Sanctum 2 on the other hand, is more twitch based. In fact, it’s practically all twitch based, as a lot of the strategy elements were thrown out the window. Whether that’s a good thing or not is completely dependent on how much you value the FPS genre.
Right out of the gate, Sanctum 2 will be a lot easier to pick up than its predecessor. As in, players who I initially demonstrated the original Sanctum to and found themselves completely lost, picked up Sanctum 2 in minutes. After a very brief, very thorough interactive tutorial mission, you’re off to the races, ready to take on the world. The setup is mostly the same, but a bit more marginalized — facilitated through wave based gameplay, you’ll blast foes with weaponry and place down “towers” to help automatically shoot enemies are certain intervals. How you place each tower and what tower you decide to use can change the course of each stage, and if the enemies get all the way to the end of the map, they’ll bash the core (the object you have to protect) until it runs out of health, causing you to lose the map.
This time around, a plotline is introduced by way of comic book scenes to help facilitate the game’s story. They’re not award winning segments for sure, but it’s a nice, stylized effort to attempt to give the game a bit more of a pronounced theme, and it mostly works due to the new and improved character designs. Speaking of which, each of the game’s four playable characters feel pretty unique, and a Call of Duty style perk system help facilitate replay value and further distinction between them.
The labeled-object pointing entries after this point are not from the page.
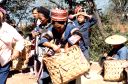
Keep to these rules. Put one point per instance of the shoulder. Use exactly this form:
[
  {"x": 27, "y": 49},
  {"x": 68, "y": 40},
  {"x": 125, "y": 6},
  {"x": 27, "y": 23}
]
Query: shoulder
[{"x": 8, "y": 27}]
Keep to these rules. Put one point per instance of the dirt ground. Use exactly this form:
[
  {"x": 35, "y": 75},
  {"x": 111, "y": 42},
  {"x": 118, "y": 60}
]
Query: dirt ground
[
  {"x": 27, "y": 78},
  {"x": 16, "y": 77}
]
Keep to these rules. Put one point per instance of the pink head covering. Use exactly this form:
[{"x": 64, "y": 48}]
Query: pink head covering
[{"x": 2, "y": 10}]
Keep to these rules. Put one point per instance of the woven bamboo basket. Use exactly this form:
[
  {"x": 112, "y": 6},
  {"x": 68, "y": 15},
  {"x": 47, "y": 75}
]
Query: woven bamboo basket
[
  {"x": 21, "y": 62},
  {"x": 113, "y": 70},
  {"x": 66, "y": 66}
]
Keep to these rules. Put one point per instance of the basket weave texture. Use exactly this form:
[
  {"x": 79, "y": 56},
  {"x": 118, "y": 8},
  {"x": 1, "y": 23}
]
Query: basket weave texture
[
  {"x": 113, "y": 70},
  {"x": 66, "y": 66}
]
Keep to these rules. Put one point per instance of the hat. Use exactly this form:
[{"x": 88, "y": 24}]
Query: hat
[
  {"x": 115, "y": 39},
  {"x": 2, "y": 10},
  {"x": 59, "y": 15},
  {"x": 44, "y": 11}
]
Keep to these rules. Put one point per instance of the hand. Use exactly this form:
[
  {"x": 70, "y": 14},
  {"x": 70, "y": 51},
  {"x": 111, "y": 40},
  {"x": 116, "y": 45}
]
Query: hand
[{"x": 56, "y": 48}]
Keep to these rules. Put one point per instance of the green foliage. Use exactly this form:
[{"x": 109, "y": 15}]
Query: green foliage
[{"x": 19, "y": 9}]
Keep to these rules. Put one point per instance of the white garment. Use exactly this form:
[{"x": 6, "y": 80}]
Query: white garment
[{"x": 8, "y": 37}]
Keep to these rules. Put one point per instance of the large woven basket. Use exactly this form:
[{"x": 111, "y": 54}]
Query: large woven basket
[
  {"x": 64, "y": 67},
  {"x": 113, "y": 70}
]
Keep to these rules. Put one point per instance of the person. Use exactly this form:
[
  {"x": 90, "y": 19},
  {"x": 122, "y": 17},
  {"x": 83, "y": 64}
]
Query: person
[
  {"x": 44, "y": 18},
  {"x": 35, "y": 15},
  {"x": 84, "y": 22},
  {"x": 8, "y": 37},
  {"x": 61, "y": 32},
  {"x": 119, "y": 50}
]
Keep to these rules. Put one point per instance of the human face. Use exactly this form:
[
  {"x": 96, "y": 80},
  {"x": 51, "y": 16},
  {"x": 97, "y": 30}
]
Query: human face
[
  {"x": 81, "y": 18},
  {"x": 35, "y": 14},
  {"x": 43, "y": 19},
  {"x": 59, "y": 25}
]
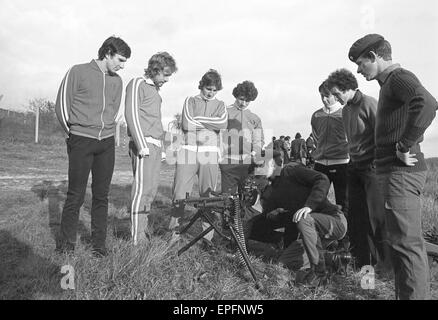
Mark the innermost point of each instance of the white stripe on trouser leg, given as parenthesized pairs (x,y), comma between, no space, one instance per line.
(137,197)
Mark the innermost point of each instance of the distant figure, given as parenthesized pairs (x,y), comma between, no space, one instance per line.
(298,151)
(405,110)
(331,153)
(271,144)
(86,106)
(310,146)
(280,146)
(287,145)
(143,119)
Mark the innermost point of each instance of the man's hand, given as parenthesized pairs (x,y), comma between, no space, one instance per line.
(143,152)
(407,158)
(274,213)
(301,213)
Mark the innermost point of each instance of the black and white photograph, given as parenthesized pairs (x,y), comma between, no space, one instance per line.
(222,157)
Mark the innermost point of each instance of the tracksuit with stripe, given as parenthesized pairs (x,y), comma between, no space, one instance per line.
(143,118)
(202,119)
(86,106)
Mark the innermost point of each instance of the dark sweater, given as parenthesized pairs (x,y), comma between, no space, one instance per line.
(359,117)
(405,110)
(328,131)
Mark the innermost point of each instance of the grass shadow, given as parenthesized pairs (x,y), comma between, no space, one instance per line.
(25,275)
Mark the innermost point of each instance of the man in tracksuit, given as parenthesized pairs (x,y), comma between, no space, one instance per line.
(143,118)
(86,106)
(297,200)
(243,139)
(404,111)
(331,153)
(203,116)
(366,216)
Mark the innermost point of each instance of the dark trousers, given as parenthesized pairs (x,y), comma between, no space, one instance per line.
(402,195)
(85,154)
(366,215)
(337,175)
(232,175)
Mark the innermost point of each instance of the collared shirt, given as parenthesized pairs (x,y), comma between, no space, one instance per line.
(382,76)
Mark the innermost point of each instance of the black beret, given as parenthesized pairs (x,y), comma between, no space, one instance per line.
(361,45)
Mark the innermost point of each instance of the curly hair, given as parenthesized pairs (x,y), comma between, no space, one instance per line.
(112,46)
(343,79)
(158,62)
(211,78)
(382,49)
(247,90)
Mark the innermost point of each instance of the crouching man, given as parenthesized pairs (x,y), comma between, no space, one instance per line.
(296,199)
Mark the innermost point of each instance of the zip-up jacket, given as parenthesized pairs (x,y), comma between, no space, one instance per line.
(244,133)
(202,120)
(143,111)
(328,131)
(88,101)
(359,117)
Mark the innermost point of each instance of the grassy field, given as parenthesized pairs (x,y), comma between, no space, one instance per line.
(32,191)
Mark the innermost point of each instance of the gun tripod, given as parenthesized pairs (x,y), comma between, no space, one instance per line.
(232,221)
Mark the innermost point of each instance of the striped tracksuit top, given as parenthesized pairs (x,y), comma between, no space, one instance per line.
(202,121)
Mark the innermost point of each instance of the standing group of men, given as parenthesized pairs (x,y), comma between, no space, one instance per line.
(368,149)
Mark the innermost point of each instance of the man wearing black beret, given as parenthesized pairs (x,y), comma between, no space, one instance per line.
(405,110)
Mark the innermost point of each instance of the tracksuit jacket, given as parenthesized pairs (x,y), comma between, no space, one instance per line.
(85,112)
(143,112)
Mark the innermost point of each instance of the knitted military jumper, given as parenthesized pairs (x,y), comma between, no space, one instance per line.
(405,110)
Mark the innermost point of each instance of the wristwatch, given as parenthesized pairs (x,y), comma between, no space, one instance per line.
(401,147)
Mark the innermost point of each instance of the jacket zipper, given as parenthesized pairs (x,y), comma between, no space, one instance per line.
(103,109)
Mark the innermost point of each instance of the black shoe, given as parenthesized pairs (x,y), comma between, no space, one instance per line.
(99,252)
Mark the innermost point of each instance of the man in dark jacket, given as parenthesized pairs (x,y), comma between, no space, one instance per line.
(404,111)
(297,200)
(298,151)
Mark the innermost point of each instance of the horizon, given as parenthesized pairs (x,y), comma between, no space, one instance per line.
(286,48)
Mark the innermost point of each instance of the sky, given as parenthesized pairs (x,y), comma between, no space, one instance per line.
(286,47)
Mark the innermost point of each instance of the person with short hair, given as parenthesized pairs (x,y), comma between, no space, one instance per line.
(331,153)
(296,199)
(243,140)
(203,116)
(310,146)
(87,104)
(143,119)
(405,110)
(298,149)
(366,216)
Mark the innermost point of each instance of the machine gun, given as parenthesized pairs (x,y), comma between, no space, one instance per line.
(230,208)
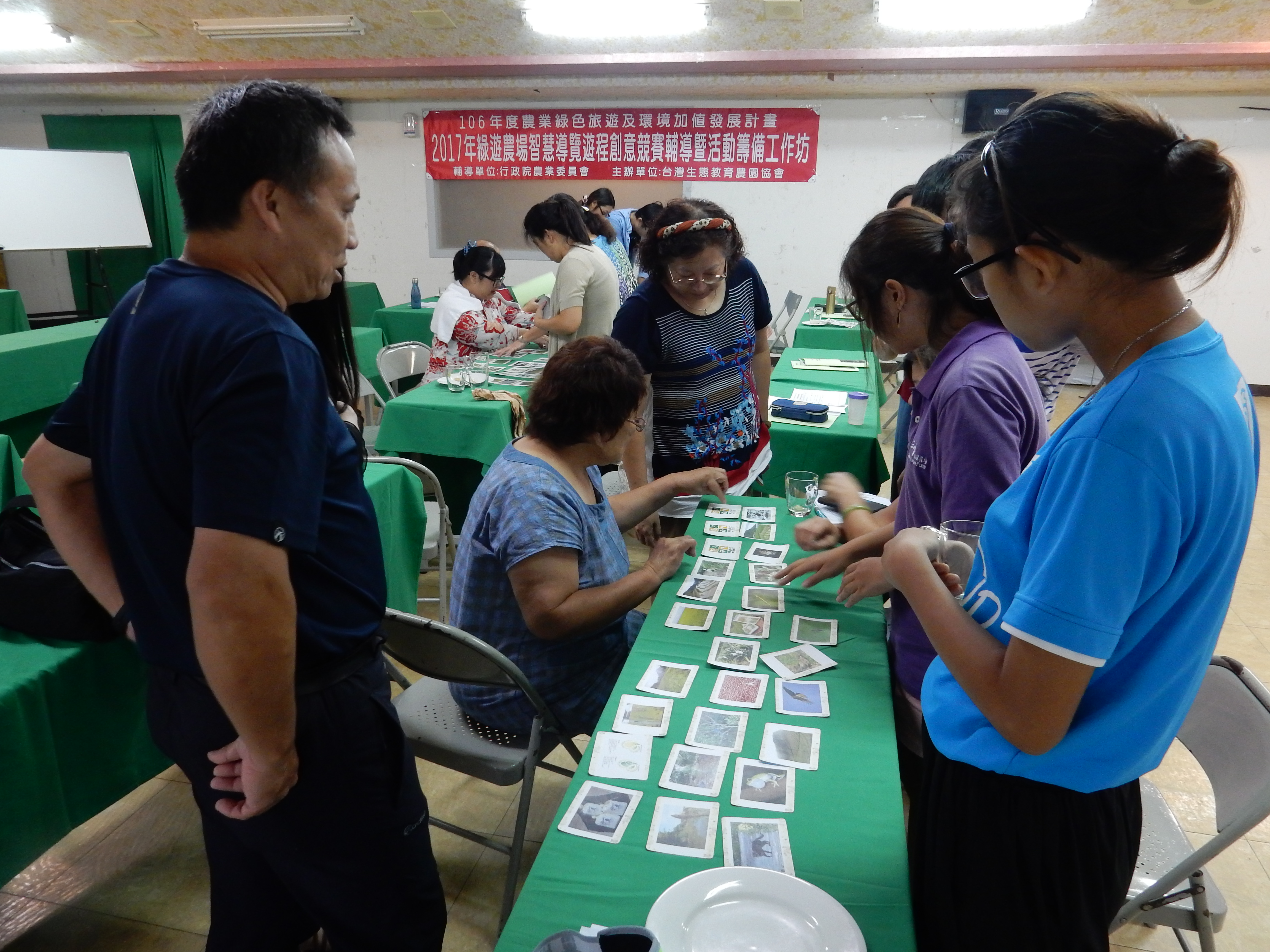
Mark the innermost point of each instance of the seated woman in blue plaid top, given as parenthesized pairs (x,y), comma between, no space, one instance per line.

The FPS elements are pretty paint-by-numbers, but they work, and manage to keep you engaged throughout. Hitting enemies in certain spots will yield more damage output, and given the sheer amount of health many enemies have, you always have to be shooting something. It’s a high-octane experience that’s only made better with friends, and despite the lack of weapon variety, Sanctum 2 manages to keep you mostly entertained throughout the experience. There’s also an “iron sights” function, as well as unlimited sprint distance, limited time to build in-between rounds (to increase the pacing), and more mechanics that help morph the game into more of an action-oriented experience, which I had mixed feelings on.
See, as time went on, I started to realize how much of a step back many elements of the game were. For starters, there’s a limit of 15 towers per map (10 before a patch), not counting barriers (which you can still snake and create mazes with), which is a bit of a disappointment to say the least. The original Sanctum was incredible in that you could have these elaborate setups with tons of different towers — but here, you’re stuck with a mere few options, and only a limited space to put them in. It really takes a lot of the strategy out of the game entirely, and effectively homogenizes Sanctum 2 into an already over-saturated genre.
But thankfully, if you can deal with the emphasis on action, Sanctum 2 has a pretty lengthy campaign in addition to a full four player multiplayer component to help keep you busy for quite a while. Feats of Strength, which are like an in-game achievement system that limits the player to increase their experience, also help increase replay value if you’re bored playing the same old maps over and over. On the opposite side the spectrum, there’s an Easy Mode for players who don’t want to dive too deep and want to learn the ropes.
Sanctum 2 puts a bit too much emphasis on the FPS aspect of the game. I understand that moving from a predominately tower defense flavored game into FPS territory will garner more sales, but I can’t help but feel like some of the magic was lost from the original. There are plenty of FPS games out there, but not nearly as many unique tower defense titles, and practically no hybrids of the two genres. Even still, Sanctum 2 is a very serviceable shooter in its own right, and very much a worthwhile experience for fans of the genre — even if fans of the original may want to wait for a sale or a few patches.
This review is based on a digital copy of the Xbox 360 game Sanctum 2.